Skoda Karoq - musi być dobrze!
Karoq wygląda nowocześnie i jest zdecydowanie mniej pokraczny od większego brata (a może to siostra?). Dobrze się z tym czuję, bo z taką ceną to właściwie produkt lifestylowy – wybrałem go (tak sobie fantazjuję) nie dlatego, że nie stać mnie na większego SUV-a Skody, ale dlatego, że taki mam aktywno-miejski styl życia. Kaprys. Kto bogatemu zabroni? I dobrze się z tym czuje, dopóki pod blokiem nie spotykam SUV-a Skody dokładnie w tym samym kolorze co testowy Karoq, tyle że jest to większy Kodiaq – nowy nabytek sąsiadki. I tu wszelkie tłumaczenia przestają mieć sens, bo po prostu ona ma... większy model! Nieważne, przecież tak naprawdę nie kupiłem Karoqa. Poza tym przede mną tour po Polsce – zaczynamy od Katowic i gali KSW. Tam na bank zadamy szyku nowym SUV-em Skody.

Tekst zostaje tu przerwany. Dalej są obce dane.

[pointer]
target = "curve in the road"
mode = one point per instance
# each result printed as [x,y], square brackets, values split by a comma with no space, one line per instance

Dobra, nie będę się więcej wygłupiać. Skoda ma być przecież autem dla przeciętnego zjadacza chleba, a ta stoją Mercedesy z logo AMG i BMW z emblematem M. Jedziemy dalej, bo są święta. Podczas wizyty u rodziny sąsiedzi jakoś nie pytają co to za model. Pod blokiem coraz więcej crossoverów, ale raczej takie normalne – Nissany, Toyoty, Volkswageny... A Skoda? No fajnie, a ile kosztuje? Kurde, nawet nie ma tego zwyczajowego pytania. No, ale podróżujemy tym autem i coraz więcej o nim wiemy. Czas na jakieś konkrety.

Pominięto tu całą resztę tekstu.